Terima kasih telah singgah dilapak baby El.
Dukung terus Baby El dengan Like Komen dan Vote sebanyak-banyaknya.
Happy Reading
💐💐💐💐💐💐
Adel duduk dikursi dekat jendela, dibalkon kamar yang dia tempati. El sudah tertidur, bersama dengan Wulan. Hanya dirinya yang masih terjaga, mungkin cuaca dingin membuat orang mudah mengantuk.
Adel memandangi amplop biru ditangannya, ia masih ragu untuk membukanya. Tetapi dia juga penasaran dengan apa yang ada didalamnya.
"Buka, tidak, buka, tidak. Ahhhhh lebih baik buka aja." Adel mulai menarik pita yang mengunci amplop dengan cantik. Dia teringat saat masa kuliahnya dulu. Dia sering mendapatkan surat seperti yang ia dapatkan sekarang ini.
Padahal saat itu ponsel sudah bermunculan, tetapi karena menghemat biaya, Adel memilih menggunakan ponsel dengan 'layar tendang'. Tak seperti sekarang ini, yang hanya diusap saja bisa semua. ( Pantesan thor sering kepleset saat ngetik diponsel, hahaahaa.)
Adel masih enggan membuka lipatan kertas itu, cukup lama dia memandanginya, hingga tangannya bergerak membuka lipatan jertas itu.
"Hufffffttttt" Adel menarik nafas panjang, sebelum akhirnya membaca setiap kalimat yang terlukis rapi, sangat rapi dalam tiap baris lembaran kertas itu.
Dear Adellia Jasmine, my little girl.
Entah dari mana aku harus memulainya, tetapi aku harap kamu membacanya hingga akhir.

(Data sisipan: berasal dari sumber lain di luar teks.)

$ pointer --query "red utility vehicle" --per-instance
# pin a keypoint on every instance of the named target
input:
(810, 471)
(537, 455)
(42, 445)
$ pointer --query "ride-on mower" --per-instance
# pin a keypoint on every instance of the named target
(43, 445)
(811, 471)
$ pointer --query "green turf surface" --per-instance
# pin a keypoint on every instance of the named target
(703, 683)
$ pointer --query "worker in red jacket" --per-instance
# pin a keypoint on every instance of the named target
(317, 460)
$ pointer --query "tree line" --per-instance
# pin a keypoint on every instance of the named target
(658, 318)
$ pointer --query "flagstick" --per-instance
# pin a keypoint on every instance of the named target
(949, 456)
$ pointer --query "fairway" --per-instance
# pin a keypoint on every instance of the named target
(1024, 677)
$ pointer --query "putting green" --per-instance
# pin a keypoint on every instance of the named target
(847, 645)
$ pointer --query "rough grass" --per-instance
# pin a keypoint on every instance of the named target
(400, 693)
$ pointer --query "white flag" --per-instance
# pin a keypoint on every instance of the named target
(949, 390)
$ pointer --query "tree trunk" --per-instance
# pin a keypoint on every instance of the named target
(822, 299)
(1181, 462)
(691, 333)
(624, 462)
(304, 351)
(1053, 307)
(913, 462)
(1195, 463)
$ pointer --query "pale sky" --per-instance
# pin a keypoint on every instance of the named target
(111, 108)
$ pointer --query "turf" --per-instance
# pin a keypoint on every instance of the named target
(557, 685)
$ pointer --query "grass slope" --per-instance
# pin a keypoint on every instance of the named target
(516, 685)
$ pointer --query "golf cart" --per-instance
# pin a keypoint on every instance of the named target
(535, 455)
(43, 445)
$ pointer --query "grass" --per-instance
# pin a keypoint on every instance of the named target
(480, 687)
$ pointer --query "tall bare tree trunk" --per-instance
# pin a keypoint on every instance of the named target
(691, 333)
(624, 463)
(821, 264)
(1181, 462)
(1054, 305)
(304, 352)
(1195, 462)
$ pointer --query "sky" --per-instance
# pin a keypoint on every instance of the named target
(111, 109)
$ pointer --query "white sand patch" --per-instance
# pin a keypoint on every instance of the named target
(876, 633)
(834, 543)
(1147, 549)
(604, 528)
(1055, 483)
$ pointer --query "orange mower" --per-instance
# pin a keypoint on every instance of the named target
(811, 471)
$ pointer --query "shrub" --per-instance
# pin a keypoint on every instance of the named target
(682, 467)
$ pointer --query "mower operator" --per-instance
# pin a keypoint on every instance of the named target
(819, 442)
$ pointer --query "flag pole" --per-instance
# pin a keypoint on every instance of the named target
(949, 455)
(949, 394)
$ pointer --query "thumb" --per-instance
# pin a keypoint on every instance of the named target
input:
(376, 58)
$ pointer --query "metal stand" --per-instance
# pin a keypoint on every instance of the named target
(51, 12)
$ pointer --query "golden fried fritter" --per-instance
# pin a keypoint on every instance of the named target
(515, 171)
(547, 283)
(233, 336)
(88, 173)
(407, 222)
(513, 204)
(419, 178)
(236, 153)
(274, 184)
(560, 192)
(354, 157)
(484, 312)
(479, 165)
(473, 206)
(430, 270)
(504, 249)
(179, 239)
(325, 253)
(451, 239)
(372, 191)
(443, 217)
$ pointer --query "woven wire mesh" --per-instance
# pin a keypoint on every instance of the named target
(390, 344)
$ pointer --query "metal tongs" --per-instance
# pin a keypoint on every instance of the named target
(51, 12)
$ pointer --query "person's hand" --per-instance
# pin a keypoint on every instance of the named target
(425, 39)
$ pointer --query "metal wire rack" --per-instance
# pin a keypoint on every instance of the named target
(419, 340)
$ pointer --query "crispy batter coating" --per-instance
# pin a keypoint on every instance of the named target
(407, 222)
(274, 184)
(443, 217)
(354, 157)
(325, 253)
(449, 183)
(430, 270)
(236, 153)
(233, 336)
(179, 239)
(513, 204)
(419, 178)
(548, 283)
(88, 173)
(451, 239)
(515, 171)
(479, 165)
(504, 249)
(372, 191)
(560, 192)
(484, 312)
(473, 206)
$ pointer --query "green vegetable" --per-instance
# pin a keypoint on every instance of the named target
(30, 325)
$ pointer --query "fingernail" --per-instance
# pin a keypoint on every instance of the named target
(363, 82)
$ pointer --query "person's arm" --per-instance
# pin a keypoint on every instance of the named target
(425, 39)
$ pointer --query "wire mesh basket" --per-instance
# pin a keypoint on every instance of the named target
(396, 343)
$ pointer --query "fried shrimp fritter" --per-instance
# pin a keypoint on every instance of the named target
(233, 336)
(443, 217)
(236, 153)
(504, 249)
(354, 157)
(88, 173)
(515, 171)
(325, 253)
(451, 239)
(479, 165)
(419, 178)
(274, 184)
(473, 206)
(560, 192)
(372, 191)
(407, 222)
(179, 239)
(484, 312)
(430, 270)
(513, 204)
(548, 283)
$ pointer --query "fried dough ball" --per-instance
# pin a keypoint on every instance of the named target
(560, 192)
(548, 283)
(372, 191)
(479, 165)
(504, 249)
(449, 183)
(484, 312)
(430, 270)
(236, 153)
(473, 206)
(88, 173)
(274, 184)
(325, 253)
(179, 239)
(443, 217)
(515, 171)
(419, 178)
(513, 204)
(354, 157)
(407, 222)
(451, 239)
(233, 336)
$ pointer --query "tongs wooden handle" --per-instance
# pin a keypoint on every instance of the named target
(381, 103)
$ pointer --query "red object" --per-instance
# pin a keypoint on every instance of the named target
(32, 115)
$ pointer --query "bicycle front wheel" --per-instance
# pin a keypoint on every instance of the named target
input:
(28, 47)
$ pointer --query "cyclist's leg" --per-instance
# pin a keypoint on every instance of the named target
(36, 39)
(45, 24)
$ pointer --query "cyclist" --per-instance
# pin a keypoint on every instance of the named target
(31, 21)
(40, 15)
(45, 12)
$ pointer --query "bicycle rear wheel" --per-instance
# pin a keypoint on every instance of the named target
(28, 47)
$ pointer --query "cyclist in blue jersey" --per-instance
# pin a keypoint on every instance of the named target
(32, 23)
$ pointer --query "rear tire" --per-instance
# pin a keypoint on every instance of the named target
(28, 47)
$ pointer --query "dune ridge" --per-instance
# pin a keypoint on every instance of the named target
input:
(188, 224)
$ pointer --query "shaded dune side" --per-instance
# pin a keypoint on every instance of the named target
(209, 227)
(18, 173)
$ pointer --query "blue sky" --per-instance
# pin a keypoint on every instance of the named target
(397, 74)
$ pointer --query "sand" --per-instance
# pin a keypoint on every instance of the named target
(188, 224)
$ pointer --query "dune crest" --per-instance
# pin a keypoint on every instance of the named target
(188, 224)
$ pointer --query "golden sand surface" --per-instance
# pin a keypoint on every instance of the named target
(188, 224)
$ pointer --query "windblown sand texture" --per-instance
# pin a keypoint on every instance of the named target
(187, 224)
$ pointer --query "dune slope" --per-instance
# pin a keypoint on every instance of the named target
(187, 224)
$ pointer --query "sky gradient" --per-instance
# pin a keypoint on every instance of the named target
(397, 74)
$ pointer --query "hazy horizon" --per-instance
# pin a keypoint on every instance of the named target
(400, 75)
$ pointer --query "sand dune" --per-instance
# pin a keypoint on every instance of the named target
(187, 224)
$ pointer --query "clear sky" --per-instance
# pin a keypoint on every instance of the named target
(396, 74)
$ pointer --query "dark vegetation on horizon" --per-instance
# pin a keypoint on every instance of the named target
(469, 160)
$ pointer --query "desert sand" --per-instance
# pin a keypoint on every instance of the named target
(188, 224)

Begitu banyak kesalah pahaman yang telah terjadi diantara kita, namun sepertinya aku tak bisa mengucapkan maafku secara langsung padamu.
Ketika kamu membaca tulisan ini, mungkin aku sudah kembali ke Jerman. Tempat tinggalku saat ini.
Jasmine, maafkan atas semua kesalahanku, maafkan atas semua kebodohanku, maafkan atas semua ketidak berdayaanku dulu.
Maaf karena aku meninggalkanmu begitu saja, tetapi percayalah aku selalu berusaha mencarimu, tetapi mamaku tak menginginkan kita bersama.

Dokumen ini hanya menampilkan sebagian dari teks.